K-Beauty () is an umbrella term for  skincare products that are derived from South Korea. The fad gained popularity worldwide, especially in East Asia, Southeast Asia, South Asia, and the Western world, and focuses on health, hydration, and an emphasis on brightening effects.

Although the focus for these beauty products are on skin aesthetics such as health, hydration, and luminous textured skin, glowing "glass skin" is favored by South Koreans. Rather than having layers of foundation, it is preferred to have a lengthy skincare regimen with a focus on toning and clarifying. Various natural ingredients are utilized in the creation of these products in addition to the numerous steps involved in a skincare routine. The skincare and cosmetics industry continues to lead the way in terms of economic gain, as displayed by the growth and expansion of Korean skincare domestically and internationally. The history of Korean skincare has influenced the standards for the ideal beauty and skincare routine which have become engrained into Korean norms over time. The result of which has led to several controversies and movements against harmful and rigid beauty standards set upon the Korean people.

The Asia-Pacific holds the largest market share in the K-beauty industry as of December 2020, with Asian countries/regions such as China, Hong Kong, India and South Korea being some of the largest consumers of K-beauty products. There is also a growing market for K-beauty products in Western countries such as the United Kingdom.

Ingredients and routine 
Korean beauty standards in the 21st century prize a youthful look and the appearance of moisture on the skin, which results in a preference for cremes over powders. K-beauty products are also more often designed for export, as a result of South Korea's history of import substitution industrialization. K-Beauty products are presented using sophisticated ingredients and appealing packaging. Products use ingredients ranging from more natural sources such as green tea leaves, orchid, soybean to snail slime, morphing masks, bee venom (an anti-inflammatory “faux-tox” alleged to relax facial muscles), moisturizing starfish extract, and pig collagen. The regimen involves a series of steps including cleansing rituals (with oil and water based products), sheet masks, essences, serums, moisturizers, cushion compacts, fermented products, and SPF 35 sunscreen. At night, the sunscreen is replaced by a “night cream”. Each regimen is addressed differently depending on complexion factors including hormonal fluctuations and lifestyle choices.

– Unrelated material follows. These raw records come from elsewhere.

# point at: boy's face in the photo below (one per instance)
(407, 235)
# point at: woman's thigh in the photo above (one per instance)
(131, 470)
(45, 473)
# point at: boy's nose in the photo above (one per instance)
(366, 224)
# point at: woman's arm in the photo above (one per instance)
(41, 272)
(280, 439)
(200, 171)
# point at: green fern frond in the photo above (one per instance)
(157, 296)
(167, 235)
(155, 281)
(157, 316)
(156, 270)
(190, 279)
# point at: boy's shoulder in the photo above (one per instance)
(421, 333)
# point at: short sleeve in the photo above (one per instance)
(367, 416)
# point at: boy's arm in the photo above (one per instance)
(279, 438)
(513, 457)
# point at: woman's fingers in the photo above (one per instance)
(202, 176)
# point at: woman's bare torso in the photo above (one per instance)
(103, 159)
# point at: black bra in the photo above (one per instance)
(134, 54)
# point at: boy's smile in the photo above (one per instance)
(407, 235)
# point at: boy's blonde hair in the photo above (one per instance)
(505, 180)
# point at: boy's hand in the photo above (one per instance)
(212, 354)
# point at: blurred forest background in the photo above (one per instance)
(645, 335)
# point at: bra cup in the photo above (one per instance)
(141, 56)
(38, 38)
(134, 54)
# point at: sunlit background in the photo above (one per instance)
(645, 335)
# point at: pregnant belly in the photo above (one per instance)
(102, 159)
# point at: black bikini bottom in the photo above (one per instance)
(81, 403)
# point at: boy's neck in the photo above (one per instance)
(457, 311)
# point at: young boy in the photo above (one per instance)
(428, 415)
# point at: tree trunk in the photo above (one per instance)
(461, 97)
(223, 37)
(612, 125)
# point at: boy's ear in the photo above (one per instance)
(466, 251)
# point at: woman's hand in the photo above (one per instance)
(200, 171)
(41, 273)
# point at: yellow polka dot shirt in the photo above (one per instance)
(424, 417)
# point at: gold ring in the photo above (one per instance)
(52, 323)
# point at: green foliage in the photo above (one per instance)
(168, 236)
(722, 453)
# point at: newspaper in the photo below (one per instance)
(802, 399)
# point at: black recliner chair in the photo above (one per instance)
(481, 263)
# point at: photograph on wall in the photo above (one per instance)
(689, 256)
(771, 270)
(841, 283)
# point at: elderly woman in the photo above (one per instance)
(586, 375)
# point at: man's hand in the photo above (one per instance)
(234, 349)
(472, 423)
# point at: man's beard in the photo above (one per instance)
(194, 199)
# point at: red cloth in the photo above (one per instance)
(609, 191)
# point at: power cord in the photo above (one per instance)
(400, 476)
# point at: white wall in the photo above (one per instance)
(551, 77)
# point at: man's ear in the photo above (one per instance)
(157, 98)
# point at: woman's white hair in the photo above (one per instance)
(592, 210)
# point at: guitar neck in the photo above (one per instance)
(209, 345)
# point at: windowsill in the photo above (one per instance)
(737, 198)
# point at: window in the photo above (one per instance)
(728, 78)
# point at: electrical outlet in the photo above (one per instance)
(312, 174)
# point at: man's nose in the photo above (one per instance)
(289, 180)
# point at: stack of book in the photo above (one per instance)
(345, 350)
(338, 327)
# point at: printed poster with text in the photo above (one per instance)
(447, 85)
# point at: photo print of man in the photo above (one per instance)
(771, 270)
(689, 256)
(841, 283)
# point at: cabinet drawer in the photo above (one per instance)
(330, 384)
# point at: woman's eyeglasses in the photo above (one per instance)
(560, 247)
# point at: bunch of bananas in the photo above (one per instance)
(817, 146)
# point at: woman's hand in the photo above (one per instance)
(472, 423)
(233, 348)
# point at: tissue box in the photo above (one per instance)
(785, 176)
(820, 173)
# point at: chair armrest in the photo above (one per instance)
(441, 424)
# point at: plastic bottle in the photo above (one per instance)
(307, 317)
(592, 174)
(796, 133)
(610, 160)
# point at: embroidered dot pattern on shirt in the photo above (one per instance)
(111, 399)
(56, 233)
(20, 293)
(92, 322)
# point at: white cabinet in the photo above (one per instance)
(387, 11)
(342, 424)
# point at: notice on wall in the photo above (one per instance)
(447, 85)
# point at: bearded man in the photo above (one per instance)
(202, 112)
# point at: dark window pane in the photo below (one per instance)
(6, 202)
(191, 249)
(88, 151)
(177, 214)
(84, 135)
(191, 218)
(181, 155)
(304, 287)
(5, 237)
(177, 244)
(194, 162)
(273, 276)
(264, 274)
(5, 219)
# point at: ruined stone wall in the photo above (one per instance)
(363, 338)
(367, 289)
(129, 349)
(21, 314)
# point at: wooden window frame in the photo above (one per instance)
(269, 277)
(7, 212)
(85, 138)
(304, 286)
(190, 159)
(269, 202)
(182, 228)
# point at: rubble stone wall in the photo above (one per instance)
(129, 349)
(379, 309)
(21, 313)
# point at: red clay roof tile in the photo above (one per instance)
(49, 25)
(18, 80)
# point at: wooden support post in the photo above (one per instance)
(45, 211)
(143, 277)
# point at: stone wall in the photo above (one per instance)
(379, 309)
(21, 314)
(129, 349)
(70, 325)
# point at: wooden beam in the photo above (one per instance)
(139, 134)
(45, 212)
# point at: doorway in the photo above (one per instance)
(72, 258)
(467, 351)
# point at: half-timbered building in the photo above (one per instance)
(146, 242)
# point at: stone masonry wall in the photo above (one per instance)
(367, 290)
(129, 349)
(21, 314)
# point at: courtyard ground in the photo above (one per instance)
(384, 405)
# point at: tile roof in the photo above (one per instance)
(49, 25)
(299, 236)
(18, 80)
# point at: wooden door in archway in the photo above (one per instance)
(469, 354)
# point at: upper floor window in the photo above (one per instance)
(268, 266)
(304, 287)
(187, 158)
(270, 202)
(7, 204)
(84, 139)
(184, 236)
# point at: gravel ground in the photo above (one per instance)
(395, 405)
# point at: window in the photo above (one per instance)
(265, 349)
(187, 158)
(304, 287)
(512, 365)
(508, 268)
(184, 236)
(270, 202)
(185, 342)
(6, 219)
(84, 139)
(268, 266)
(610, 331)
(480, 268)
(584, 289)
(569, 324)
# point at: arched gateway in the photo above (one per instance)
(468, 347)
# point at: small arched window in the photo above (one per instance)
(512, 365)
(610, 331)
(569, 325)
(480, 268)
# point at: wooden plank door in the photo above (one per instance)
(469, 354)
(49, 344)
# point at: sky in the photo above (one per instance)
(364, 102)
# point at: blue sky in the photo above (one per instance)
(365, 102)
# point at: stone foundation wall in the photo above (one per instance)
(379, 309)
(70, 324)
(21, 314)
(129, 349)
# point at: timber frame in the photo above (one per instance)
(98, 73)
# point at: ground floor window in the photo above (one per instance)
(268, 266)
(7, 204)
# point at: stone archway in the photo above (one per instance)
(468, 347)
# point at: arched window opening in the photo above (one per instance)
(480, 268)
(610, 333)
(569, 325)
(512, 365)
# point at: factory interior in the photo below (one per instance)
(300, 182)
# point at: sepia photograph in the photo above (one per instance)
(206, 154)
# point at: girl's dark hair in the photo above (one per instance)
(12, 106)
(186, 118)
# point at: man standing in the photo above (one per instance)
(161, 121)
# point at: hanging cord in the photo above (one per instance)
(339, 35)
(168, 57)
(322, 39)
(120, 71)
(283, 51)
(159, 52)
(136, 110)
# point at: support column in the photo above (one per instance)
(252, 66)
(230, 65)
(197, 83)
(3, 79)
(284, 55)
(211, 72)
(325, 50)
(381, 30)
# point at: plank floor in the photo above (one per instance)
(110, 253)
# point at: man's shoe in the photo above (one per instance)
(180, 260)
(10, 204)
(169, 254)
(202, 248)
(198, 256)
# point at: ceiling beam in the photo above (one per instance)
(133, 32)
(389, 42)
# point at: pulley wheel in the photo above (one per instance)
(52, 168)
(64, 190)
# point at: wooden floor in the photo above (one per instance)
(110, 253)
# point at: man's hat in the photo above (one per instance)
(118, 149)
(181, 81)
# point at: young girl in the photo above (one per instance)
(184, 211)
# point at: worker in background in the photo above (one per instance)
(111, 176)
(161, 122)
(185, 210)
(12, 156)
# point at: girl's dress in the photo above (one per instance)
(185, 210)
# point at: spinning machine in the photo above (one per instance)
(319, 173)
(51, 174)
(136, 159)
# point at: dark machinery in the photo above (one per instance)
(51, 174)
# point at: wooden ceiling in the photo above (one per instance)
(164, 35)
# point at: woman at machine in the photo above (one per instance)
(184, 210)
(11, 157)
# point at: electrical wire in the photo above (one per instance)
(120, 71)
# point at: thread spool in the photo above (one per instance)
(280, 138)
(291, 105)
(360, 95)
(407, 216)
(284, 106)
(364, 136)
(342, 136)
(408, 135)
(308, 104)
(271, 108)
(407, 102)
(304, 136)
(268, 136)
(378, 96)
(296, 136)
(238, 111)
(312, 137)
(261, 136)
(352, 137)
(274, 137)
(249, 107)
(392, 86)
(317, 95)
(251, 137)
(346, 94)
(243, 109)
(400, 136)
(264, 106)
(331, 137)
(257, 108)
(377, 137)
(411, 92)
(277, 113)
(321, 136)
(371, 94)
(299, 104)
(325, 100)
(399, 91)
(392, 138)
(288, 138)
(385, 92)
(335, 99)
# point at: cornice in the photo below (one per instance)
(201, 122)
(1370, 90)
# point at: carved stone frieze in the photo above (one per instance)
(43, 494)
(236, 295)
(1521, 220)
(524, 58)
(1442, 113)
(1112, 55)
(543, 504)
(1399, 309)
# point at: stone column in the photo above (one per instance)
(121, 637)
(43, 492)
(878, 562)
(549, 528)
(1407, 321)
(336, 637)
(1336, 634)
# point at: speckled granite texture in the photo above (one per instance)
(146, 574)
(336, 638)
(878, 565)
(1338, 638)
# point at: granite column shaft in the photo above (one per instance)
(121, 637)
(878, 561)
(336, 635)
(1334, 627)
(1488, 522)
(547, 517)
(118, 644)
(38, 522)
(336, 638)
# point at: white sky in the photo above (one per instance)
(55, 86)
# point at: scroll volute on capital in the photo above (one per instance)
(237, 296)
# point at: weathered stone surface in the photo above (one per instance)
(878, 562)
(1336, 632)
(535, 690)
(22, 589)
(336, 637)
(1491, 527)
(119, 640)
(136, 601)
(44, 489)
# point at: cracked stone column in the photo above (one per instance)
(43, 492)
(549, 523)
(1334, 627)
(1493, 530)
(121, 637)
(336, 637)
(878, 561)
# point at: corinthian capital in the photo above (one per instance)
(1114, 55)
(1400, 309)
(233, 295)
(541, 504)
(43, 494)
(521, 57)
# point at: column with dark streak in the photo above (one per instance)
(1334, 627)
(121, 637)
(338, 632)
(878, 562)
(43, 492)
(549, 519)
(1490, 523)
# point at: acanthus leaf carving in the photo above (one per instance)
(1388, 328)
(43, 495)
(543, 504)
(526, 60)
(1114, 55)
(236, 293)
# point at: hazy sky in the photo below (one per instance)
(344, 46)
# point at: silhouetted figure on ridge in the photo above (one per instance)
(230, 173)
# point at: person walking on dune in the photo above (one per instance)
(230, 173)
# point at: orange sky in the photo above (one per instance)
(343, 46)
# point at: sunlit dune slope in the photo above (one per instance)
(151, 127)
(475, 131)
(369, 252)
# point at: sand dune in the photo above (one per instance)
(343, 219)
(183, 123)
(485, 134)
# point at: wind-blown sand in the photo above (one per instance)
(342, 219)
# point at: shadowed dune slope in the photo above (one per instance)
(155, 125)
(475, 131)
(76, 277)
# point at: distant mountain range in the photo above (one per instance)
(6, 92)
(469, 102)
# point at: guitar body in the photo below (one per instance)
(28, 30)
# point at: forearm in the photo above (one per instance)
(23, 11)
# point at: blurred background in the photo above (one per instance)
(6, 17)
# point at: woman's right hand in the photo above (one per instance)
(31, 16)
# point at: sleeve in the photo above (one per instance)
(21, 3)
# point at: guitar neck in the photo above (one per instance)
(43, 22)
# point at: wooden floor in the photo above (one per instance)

The ultra-elaborated K-Beauty skincare regimen consisted of an average of 10 steps. It normally starts with a dual cleaning ritual, series of sheet masks, essences lotions, serums, and rich moisturizers, and then ends with an SPF sunscreen, except at night when the sunscreen is swapped for a thick sleep cream. The facial skincare products are successful, due to the abundant development of new skin products and that two-thirds (68%) of all launches of skincare products were products from South Korea. Although men are increasingly participating in the market, the focus is still on women. Youtubers offer tutorials on how to apply cosmetics and skincare products.

Economics 
South Korea is the leader of the global beauty industry, it continues to advance; analysts expect K-Beauty to generate immense growth and expansion of Korean skincare brands to bring in high revenue. This continues to be the projection for the upcoming years.

South Korea is also known for being the center for many skin care brand’s research and development as well as a manufacturing and production hub. The majority of Koreans are found to be well-educated and informed about skin care and health, so many of the products developed by Korea are thoroughly regulated. An additional factor for its success includes the influence of popular culture, such as the Hallyu Wave, where celebrities promote makeup brands and help to promote them domestically and internationally.

K-Beauty is associated with the Korean Wave; for example, the South Korean cosmetics company Amorepacific sponsored My Love from the Star, a 2014 K-drama whose constant marketing of Amorepacific products resulted in an increase in skincare and lipstick products of 75 and 400 percent. The combination of increased international tourism in South Korea combined with K-Beauty products' presence in duty-free shops has also worked to increase sales of cosmetics in Korea.

History 

In the past, Koreans were known to create and utilize several skincare and makeup products. Additionally, the superficial appearance was thought to be linked to one's inner health and care. Many were made from natural ingredients around them such as oils, plants, or natural powders. These natural cosmetics at the time added fragrance to the product which was often thought to reduce stress and fatigue, as stated in the Gyuhap Chongseo or Women’s Encyclopedia. The origins of Korean beauty developed during the time of the Three Kingdoms where beauty culture became more prevalent. A special emphasis was placed upon the Goryeo era as it was known to be the pinnacle for Korean beauty standards. In the Joseon Dynasty, the idea of beauty stems from fair-looking skin and cherry lips to accentuates the elegancy of their status.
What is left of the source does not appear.